По завершении рабочего дня Аш большую часть свободного времени проводил, стреляя дичь в предгорьях, а остальное делил между поло и соколиной охотой. Раз в неделю он писал Белинде (которой не разрешалось отвечать на письма) и каждый месяц ездил в Пешавар, чтобы нанести официальный визит с позволения майора Харлоу.

Одно время он наивно полагал, что без труда обойдет установленные ограничения, посещая разнообразные увеселительные мероприятия в Пешаваре: танцевальные вечера в клубе, приемы, выезды на охоту, скачки, – где непременно встретит Белинду. Но его расчеты не оправдались. Провожатые строго присматривали за девушкой, не давая Ашу возможности поговорить с ней, а смотреть, как она ездит верхом и мило беседует с другими мужчинами или танцует с Джорджем Гарфортом (по всей видимости, остававшимся ее любимым партнером), было для него столь мучительно, что он испытал почти облегчение, когда командир эскадрона, прознав об этих визитах, наложил на них запрет и разрешил ему наведываться в Пешавар не чаще раза в месяц, когда позволяет майор Харлоу.

Аш стал безумно ревновать девушку к Джорджу, хотя это было напрасной тратой эмоций. Родители Белинды разрешали мистеру Гарфорту часто наведываться к ним в дом и не возражали против того, чтобы она танцевала с ним или совершала конные прогулки, но у них хватало ума понимать, что дочери грозит опасность влюбиться в него, и в обычных обстоятельствах, вероятно, они вообще не приглашали бы в гости человека, занимавшего столь скромное положение в пешаварском обществе. Но тот факт, что его прибытие в Пешавар совпало с осенними маневрами, ставшими причиной острой нехватки партнеров по танцам, сыграл Джорджу на руку, а его привлекательная наружность мгновенно произвела впечатление на всех юных леди в военном городке.

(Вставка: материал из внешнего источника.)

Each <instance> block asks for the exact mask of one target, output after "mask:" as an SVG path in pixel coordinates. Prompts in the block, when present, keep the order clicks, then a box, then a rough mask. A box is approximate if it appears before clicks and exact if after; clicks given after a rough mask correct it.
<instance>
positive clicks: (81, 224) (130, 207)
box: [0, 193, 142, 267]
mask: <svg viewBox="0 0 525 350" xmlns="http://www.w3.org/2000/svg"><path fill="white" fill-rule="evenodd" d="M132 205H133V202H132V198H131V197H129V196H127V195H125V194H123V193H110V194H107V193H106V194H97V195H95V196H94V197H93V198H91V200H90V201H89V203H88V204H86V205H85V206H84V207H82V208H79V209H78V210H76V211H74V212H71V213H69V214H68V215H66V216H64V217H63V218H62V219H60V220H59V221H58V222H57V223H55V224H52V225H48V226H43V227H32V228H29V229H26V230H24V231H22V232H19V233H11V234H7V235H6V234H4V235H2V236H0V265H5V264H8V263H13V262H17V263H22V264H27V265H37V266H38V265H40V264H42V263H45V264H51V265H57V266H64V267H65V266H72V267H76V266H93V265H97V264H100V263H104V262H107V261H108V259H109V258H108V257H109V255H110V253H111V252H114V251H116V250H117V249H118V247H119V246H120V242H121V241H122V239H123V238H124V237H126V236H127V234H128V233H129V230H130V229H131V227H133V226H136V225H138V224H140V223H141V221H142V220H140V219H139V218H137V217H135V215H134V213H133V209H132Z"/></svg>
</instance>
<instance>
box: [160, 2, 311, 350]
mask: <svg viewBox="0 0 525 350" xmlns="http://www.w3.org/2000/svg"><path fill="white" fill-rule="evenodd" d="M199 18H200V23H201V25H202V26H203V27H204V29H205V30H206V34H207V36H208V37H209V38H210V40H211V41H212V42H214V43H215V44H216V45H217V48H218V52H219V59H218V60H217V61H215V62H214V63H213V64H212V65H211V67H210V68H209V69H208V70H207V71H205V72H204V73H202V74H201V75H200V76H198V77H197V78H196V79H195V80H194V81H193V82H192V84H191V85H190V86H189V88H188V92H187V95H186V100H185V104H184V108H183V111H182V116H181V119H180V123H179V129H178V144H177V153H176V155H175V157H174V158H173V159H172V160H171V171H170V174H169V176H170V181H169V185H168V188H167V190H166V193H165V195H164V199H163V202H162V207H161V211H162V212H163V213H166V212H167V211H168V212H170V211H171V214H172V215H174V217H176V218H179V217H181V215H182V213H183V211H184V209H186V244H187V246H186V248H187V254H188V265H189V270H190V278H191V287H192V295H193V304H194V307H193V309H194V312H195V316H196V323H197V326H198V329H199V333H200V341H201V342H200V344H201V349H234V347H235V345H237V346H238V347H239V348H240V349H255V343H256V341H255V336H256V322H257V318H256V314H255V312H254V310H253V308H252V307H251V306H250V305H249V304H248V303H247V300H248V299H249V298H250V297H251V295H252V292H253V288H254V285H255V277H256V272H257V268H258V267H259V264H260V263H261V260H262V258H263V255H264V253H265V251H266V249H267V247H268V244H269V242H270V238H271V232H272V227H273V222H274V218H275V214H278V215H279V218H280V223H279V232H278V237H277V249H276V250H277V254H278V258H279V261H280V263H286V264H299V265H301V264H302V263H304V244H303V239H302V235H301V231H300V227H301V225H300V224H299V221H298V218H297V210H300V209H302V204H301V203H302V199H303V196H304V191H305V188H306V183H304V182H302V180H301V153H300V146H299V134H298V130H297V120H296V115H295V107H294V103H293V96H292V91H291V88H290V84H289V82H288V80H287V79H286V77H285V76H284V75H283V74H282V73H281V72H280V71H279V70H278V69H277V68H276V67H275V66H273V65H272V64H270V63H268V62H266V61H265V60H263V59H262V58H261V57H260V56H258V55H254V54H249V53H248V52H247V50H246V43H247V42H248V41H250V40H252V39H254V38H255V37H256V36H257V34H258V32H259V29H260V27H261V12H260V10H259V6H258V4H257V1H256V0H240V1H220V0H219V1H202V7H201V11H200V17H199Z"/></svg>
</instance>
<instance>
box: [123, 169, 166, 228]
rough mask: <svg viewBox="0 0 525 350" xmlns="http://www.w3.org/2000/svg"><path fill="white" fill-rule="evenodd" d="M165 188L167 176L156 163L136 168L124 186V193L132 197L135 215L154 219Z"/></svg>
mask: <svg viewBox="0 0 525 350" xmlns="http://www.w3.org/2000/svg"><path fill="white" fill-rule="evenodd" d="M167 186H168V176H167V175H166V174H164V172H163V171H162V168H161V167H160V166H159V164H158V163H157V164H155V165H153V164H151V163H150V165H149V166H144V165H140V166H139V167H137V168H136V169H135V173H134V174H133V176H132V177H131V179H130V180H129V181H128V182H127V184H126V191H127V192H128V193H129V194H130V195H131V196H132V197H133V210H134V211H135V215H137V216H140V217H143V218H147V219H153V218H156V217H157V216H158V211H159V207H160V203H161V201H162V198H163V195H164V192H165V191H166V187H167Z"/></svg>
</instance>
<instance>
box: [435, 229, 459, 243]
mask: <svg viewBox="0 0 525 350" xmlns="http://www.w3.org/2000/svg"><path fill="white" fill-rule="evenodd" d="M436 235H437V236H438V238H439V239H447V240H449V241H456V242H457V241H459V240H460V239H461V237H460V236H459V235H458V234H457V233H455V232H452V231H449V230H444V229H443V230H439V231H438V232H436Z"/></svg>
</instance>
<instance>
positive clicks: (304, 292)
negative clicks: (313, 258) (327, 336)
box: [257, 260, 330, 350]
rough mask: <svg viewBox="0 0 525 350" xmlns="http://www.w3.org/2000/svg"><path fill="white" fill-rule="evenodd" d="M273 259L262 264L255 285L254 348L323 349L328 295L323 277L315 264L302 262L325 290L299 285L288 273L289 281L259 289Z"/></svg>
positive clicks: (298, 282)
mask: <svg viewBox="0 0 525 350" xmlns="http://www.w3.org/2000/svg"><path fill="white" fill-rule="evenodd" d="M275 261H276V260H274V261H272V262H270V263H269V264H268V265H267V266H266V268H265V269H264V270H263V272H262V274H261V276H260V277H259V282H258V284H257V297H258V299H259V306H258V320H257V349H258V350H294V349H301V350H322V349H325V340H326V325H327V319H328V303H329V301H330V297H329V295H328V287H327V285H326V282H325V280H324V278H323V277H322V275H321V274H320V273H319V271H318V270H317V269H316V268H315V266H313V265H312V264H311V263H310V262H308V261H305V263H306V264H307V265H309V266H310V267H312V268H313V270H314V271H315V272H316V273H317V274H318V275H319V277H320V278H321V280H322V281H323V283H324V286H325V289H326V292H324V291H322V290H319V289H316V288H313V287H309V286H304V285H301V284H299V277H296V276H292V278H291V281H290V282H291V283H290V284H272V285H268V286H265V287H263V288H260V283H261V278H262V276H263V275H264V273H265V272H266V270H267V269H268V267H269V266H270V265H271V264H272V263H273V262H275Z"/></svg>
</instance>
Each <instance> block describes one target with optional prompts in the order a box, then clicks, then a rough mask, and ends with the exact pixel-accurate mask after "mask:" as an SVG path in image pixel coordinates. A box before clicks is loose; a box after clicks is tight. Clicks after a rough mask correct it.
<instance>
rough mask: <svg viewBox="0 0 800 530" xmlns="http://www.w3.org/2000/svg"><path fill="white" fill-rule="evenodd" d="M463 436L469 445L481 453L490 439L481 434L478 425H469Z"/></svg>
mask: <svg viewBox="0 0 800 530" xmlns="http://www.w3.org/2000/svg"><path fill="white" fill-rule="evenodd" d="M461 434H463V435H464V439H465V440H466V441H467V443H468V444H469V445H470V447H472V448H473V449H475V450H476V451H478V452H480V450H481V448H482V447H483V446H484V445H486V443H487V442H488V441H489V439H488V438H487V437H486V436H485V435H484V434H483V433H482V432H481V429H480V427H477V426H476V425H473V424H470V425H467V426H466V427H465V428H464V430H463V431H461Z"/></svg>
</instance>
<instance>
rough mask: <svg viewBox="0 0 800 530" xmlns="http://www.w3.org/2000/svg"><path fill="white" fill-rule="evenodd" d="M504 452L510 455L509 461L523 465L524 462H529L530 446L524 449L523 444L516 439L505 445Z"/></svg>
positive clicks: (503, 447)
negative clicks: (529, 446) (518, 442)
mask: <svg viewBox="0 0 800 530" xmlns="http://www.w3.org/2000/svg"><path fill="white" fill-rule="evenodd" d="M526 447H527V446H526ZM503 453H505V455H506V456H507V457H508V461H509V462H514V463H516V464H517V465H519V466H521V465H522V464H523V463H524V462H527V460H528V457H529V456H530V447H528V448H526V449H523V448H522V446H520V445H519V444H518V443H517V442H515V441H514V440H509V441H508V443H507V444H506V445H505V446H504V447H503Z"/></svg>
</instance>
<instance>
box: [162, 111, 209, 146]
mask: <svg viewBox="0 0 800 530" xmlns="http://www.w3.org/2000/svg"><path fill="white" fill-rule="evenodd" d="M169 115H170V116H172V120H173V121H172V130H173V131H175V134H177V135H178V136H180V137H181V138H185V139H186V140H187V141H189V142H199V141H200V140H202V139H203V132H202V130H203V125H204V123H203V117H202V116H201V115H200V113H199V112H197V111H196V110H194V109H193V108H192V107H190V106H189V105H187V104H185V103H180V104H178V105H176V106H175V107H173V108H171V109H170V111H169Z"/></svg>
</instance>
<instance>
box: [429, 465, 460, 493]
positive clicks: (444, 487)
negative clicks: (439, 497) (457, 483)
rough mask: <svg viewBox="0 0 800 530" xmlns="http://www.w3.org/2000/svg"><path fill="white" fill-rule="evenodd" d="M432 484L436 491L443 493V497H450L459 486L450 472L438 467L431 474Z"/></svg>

Это обстоятельство вкупе с недавно обретенной самоуверенностью и рассказами о титулованной бабушке (по слухам, дочери прекрасной греческой графини и самого лорда Джорджа Гордона Байрона) возвысило мистера Гарфорта над безликой толпой, и Белинда повела бы себя против человеческой природы, если бы не нашла удовольствия в том, что молодой человек, вызывающий восхищение у всех остальных девушек, смотрит только на нее одну. Помимо всего прочего, как она однажды сказала Ашу, Джордж превосходно танцевал.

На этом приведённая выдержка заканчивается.